Are you amazed that Herman Cain is accused of sexual harassment and of having an affair?  I'm not.  I do not know the man, but I know the type.  He is a male of the homo sapien species, the last of the genus homo.  Whether you are a creationist or are literate surely you know that no perfect human walks this earth.  Headlines:  a Presidential candidate sinned!  Wake me up for the 10:00 news.

In fact, the news could really get interesting.  I suggest that every reporter who intends to write or broadcast a story that reveals the sins of public figures should first confess their sins using the same medium.  Wouldn't that be interesting?  At least more entertaining.  I am willing to wager my teacher retirement that we have never had a perfect President, a perfect Congressman, or a perfect journalist.  Even Bill Clinton sinned, though it still appears he is confused by the difference in oral sex and intercourse.  And yes, I am willing to admit that I have sinned, but I will spare you the details as this is a blog, not a Tolstoy novel.
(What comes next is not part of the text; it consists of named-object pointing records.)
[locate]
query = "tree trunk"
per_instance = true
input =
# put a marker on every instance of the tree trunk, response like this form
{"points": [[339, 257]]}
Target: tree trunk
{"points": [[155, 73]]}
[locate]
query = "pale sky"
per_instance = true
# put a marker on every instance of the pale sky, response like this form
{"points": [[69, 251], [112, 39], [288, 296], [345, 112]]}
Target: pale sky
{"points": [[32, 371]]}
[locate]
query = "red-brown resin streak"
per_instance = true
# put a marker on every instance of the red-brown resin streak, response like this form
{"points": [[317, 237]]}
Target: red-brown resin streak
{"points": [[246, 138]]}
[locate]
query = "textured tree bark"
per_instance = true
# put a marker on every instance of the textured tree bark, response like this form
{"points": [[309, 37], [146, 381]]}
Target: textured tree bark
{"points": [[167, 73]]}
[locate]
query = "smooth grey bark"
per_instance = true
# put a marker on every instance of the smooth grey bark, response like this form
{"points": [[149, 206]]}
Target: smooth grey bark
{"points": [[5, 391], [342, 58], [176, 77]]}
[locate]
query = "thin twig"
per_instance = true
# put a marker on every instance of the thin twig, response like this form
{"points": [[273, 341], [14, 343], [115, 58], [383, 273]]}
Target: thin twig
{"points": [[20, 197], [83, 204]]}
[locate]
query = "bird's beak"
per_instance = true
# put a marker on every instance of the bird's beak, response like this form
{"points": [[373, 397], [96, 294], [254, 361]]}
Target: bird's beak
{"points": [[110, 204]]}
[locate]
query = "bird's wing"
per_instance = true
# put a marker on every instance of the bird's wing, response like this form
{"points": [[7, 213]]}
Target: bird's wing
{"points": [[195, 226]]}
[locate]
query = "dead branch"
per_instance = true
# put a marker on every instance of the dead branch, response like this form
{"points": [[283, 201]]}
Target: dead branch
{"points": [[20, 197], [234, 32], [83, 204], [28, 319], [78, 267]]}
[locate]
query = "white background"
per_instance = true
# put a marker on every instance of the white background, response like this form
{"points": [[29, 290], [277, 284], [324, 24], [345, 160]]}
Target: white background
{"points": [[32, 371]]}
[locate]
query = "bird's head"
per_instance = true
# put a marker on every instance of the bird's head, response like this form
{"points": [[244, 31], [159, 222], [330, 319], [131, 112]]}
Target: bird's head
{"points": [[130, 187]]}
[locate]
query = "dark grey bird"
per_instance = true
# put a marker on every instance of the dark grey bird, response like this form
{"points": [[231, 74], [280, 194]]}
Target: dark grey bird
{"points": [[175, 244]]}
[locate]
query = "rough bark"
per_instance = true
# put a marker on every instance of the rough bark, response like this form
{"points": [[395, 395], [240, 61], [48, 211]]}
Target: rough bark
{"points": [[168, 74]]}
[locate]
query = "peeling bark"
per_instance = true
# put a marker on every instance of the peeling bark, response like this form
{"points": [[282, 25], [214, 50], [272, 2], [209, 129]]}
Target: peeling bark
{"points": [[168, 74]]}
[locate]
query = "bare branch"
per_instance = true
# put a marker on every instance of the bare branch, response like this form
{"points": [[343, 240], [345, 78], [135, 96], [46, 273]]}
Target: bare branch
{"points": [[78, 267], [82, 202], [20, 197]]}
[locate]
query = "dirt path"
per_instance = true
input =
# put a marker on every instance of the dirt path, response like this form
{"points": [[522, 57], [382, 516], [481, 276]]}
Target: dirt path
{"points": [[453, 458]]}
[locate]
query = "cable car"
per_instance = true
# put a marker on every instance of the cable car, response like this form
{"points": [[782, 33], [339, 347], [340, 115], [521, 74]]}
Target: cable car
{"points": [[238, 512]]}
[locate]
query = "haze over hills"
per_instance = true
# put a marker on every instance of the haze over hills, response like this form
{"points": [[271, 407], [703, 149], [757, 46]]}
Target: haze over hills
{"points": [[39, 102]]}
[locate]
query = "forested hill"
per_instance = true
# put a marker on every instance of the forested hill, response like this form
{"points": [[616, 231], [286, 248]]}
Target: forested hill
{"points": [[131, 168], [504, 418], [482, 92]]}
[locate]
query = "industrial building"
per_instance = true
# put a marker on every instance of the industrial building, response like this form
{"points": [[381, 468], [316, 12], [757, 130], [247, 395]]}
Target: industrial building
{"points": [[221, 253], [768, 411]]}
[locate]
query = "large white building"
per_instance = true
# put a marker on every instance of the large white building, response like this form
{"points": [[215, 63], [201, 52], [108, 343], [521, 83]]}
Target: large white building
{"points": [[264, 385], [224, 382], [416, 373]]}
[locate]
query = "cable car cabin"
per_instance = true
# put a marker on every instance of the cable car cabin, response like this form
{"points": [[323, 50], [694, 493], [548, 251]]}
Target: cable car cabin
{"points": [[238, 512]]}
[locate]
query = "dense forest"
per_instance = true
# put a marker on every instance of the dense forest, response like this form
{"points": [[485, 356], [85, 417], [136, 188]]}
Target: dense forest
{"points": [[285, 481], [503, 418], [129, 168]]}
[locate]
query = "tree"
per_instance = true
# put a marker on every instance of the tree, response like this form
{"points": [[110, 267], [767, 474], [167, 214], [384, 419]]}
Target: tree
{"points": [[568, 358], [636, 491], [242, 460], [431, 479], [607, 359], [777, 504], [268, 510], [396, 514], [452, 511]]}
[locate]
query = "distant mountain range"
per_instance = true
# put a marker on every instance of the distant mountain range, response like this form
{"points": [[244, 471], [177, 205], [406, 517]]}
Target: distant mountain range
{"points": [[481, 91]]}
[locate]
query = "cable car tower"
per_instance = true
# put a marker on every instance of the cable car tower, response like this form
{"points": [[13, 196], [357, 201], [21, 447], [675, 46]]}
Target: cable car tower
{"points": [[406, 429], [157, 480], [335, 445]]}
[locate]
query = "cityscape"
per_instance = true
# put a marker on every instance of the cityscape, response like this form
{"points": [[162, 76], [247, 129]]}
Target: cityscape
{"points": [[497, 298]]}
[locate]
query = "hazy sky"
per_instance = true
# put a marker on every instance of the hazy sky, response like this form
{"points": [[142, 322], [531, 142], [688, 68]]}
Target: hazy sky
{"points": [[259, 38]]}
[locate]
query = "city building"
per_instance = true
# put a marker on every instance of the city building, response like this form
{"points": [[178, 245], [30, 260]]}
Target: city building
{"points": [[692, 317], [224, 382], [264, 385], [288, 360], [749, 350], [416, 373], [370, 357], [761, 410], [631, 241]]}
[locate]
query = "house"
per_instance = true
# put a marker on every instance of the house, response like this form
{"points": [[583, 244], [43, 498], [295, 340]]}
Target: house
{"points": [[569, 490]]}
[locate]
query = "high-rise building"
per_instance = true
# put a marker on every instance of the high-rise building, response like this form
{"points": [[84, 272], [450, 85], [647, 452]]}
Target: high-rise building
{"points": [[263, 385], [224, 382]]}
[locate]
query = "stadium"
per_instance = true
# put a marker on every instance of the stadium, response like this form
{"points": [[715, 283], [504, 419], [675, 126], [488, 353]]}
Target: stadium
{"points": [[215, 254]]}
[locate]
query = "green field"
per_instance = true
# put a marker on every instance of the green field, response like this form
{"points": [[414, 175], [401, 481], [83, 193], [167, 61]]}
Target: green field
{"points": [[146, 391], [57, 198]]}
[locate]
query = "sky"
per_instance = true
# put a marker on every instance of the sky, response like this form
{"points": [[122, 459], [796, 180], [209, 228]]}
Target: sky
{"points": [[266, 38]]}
Is the nature of the sin relevant?   Perhaps.  Shall we weigh sin?  Perhaps.  Is murder worse than adultery?  Is rape worse than drug addiction?  Is embezzlement worse than lust?  I resist judging, but as a human both flawed and precious I will do so: (see, publicly giving into temptation!)  I lean toward a "yes" for each of the above questions for a variety of reasons.  For me, the issue is about doing unto others.....  If I harm someone else that is worse than if I pleasure myself inappropriately.  But, rest assured, I will not be sitting at the Pearly Gates to pass judgement when you get there.

I don't like Herman Cain because of his politics.  Of course he sinned, as has everyone else.  That  is not the question.   I am not as fond of Obama as I used to be because he has moved so far to the right, but I have never had any delusions that he was perfect.

"He who is without sin among you, let him cast the first stone."  Sound advice.  Evidently the only perfect people in the USA are journalists.  They always cast the first stones.